Cracking mechanisms and prevention of Stellite 6# surface layer built by laser cladding during thermal cyclic process

Abstract

This study analyzed the mechanism of the development and propagation of crack of Stellite 6 coating fabricated by laser cladding during thermal cyclic process and adopted the buffer layer between Stellite 6 coating and substrate to prevent the crack from generating. An obvious crack initiating from the layer surface was observed at 104 times of thermal cyclic treatment. The macrotensile stress, Laves phase, and nanocarbides along stacking faults detected by TEM (transmission electron microscopy), XRD (X-ray diffraction), and SEM (scanning electron microscopy) measurements were closely related to the initiation and propagation of the crack. SAED (Selected area electron diffraction) and HRTEM (high-resolution transmission electron microscopy) results demonstrated specific orientations between γ-Co, ε-Co, and nanocarbides formed in the thermal cyclic process, and details were depicted by 3D modeling.
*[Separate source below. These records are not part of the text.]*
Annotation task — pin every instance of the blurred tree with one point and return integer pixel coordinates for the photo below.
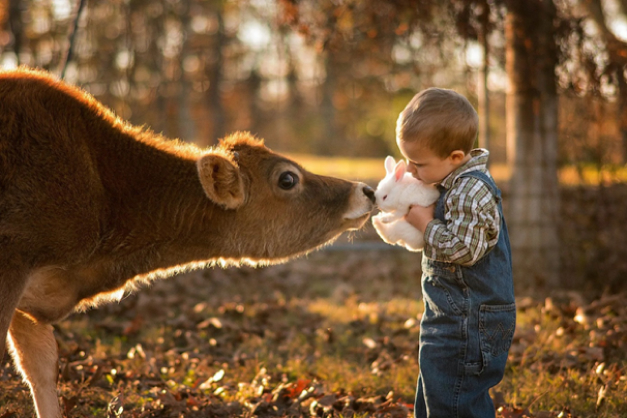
(616, 60)
(16, 26)
(532, 139)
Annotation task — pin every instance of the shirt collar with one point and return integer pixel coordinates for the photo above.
(478, 162)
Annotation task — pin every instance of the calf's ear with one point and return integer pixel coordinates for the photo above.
(221, 180)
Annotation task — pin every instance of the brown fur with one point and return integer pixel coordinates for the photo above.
(90, 204)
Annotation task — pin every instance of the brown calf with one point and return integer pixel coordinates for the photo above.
(90, 204)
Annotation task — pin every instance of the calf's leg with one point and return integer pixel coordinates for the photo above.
(34, 352)
(12, 284)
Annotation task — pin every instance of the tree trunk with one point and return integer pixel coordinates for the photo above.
(328, 143)
(17, 27)
(622, 110)
(214, 74)
(532, 141)
(483, 96)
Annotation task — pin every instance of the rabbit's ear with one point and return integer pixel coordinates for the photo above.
(400, 170)
(389, 164)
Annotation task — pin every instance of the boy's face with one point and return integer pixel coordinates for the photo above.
(428, 167)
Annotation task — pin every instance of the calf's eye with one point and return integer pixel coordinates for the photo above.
(288, 180)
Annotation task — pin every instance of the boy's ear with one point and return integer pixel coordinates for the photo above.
(221, 180)
(389, 164)
(457, 156)
(400, 170)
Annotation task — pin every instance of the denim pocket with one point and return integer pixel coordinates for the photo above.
(496, 328)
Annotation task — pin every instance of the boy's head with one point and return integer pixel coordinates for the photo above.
(436, 132)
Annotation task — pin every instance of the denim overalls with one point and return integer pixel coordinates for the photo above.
(466, 329)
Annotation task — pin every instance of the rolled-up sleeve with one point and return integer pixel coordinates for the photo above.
(471, 228)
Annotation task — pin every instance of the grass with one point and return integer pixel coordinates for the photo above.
(330, 332)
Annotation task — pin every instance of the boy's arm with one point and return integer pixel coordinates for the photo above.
(472, 225)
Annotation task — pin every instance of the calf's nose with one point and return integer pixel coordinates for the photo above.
(369, 192)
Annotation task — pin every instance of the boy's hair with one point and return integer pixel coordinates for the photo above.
(442, 120)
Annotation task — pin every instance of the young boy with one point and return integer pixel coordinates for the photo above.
(470, 315)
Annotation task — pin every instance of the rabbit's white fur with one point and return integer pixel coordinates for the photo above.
(395, 194)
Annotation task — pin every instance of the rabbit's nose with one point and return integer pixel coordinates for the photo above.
(369, 192)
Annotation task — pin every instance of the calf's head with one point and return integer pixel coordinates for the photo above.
(276, 208)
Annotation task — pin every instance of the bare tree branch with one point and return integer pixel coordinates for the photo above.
(616, 48)
(70, 51)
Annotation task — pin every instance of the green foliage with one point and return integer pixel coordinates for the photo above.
(335, 333)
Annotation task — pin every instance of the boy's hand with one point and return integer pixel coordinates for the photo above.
(420, 216)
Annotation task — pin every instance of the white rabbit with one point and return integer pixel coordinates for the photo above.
(395, 194)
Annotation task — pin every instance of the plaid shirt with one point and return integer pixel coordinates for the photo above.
(472, 217)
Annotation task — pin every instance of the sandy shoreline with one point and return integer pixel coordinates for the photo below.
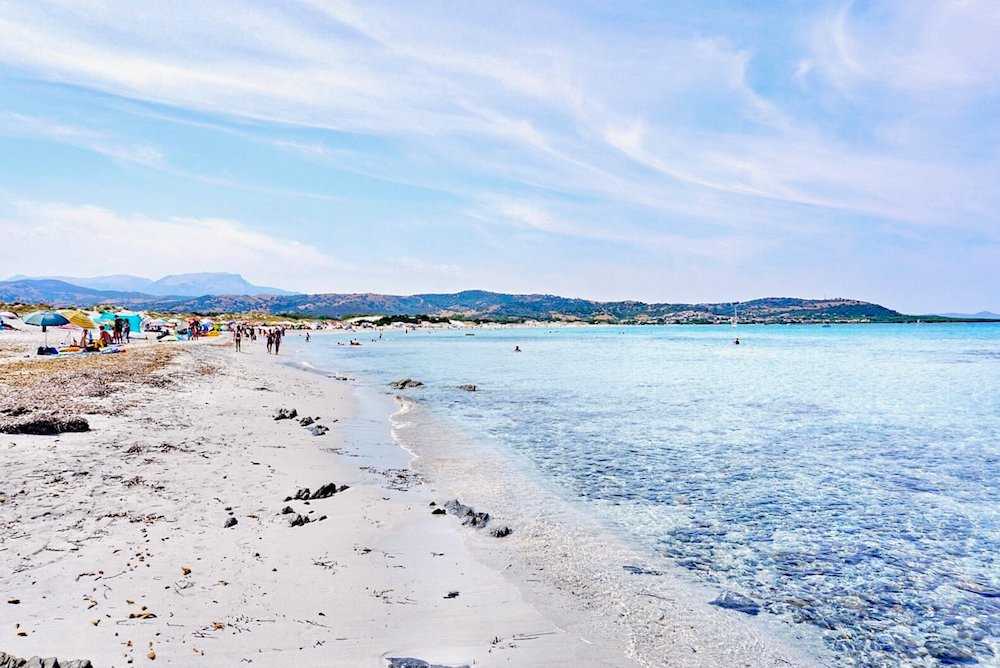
(118, 553)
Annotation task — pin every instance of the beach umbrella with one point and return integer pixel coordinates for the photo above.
(79, 319)
(45, 319)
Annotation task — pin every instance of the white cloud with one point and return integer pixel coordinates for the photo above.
(917, 46)
(14, 124)
(660, 121)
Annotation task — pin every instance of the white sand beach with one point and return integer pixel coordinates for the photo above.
(115, 545)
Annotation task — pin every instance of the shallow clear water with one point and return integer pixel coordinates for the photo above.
(844, 477)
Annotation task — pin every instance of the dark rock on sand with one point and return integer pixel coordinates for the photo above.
(329, 489)
(11, 661)
(408, 662)
(286, 414)
(979, 588)
(467, 514)
(45, 426)
(950, 654)
(733, 601)
(639, 570)
(405, 383)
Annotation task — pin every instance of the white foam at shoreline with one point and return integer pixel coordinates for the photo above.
(560, 554)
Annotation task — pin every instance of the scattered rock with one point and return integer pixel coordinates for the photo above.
(45, 426)
(733, 601)
(327, 490)
(405, 384)
(11, 661)
(974, 587)
(409, 662)
(467, 514)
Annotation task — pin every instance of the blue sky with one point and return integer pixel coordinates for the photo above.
(667, 151)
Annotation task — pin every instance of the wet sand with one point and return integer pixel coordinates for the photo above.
(116, 545)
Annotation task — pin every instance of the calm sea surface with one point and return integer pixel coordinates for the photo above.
(845, 477)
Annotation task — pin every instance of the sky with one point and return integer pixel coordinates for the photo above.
(663, 151)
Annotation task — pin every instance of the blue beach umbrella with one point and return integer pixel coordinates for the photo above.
(45, 319)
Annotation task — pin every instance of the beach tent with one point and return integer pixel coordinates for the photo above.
(134, 319)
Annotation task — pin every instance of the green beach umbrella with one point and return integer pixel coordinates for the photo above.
(45, 319)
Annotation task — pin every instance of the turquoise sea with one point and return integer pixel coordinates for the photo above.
(846, 478)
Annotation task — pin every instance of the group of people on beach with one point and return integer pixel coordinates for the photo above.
(273, 336)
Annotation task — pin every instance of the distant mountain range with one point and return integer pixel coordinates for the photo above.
(472, 304)
(175, 285)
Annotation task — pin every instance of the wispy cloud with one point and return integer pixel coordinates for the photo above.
(14, 124)
(645, 128)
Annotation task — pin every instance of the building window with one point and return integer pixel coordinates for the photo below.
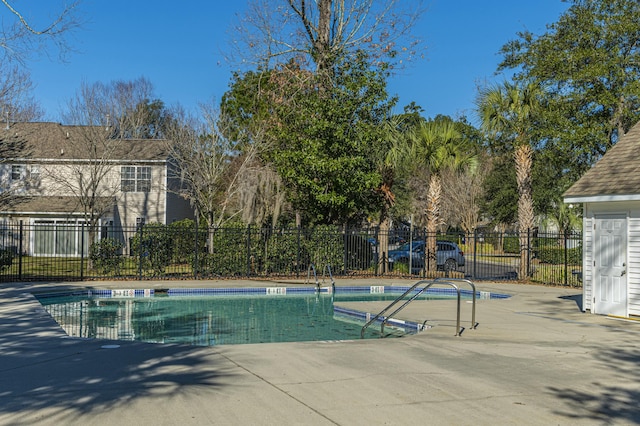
(135, 178)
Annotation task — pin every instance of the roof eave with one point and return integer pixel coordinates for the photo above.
(601, 198)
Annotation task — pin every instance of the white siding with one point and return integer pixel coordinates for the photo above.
(632, 210)
(633, 265)
(587, 264)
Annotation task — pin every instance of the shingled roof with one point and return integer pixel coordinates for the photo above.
(59, 142)
(615, 177)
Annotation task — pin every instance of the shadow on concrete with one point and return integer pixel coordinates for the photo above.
(610, 404)
(576, 298)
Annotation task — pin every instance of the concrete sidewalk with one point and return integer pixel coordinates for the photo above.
(534, 358)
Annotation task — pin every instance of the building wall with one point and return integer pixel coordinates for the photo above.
(631, 210)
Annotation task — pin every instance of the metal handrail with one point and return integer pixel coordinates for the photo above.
(402, 296)
(315, 276)
(473, 289)
(458, 331)
(413, 297)
(327, 268)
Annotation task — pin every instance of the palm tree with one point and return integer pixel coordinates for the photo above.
(390, 164)
(437, 145)
(508, 112)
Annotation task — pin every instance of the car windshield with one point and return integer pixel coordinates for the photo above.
(407, 246)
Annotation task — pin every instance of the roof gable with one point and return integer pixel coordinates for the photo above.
(617, 173)
(59, 142)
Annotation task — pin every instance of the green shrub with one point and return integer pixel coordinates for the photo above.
(325, 245)
(153, 245)
(184, 241)
(285, 252)
(6, 258)
(229, 254)
(106, 255)
(555, 255)
(359, 252)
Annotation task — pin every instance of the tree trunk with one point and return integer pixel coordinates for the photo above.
(524, 162)
(434, 195)
(383, 244)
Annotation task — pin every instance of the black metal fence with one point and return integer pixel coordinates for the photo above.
(60, 251)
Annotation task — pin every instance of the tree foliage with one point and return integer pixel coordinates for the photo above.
(588, 64)
(325, 32)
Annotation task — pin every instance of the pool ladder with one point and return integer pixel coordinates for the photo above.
(418, 292)
(327, 269)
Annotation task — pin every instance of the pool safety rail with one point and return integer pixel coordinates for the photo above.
(414, 292)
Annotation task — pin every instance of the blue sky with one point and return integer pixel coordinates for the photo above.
(179, 47)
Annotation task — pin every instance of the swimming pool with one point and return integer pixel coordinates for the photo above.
(216, 316)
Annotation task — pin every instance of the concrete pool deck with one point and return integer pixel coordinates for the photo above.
(534, 359)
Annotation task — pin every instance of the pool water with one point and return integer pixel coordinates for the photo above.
(206, 320)
(220, 319)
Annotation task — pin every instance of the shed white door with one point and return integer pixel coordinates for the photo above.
(610, 283)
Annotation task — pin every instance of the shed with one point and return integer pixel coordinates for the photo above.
(610, 195)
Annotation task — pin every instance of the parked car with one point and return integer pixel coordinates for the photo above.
(449, 256)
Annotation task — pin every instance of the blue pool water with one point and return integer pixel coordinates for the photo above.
(222, 316)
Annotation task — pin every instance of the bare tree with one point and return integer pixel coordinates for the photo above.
(91, 180)
(221, 178)
(21, 37)
(101, 115)
(323, 31)
(16, 102)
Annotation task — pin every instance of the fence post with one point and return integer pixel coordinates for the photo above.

The adoption of the Inconel 625 buffer exerted a positive effect on cracking resistance, and no cracking phenomenon occurred at 300 times of thermal cyclic process resulting from the compressive residual stress during the fatigue test. Lastly, the microhardness of the coating with and without the buffer layer in different cycling times was measured. The coating without the buffer layer and the zone of the buffer layer coating far from the interface acquired enhancement in hardness performance. The hardness of the buffer layer coating near the interface first increased and then decreased.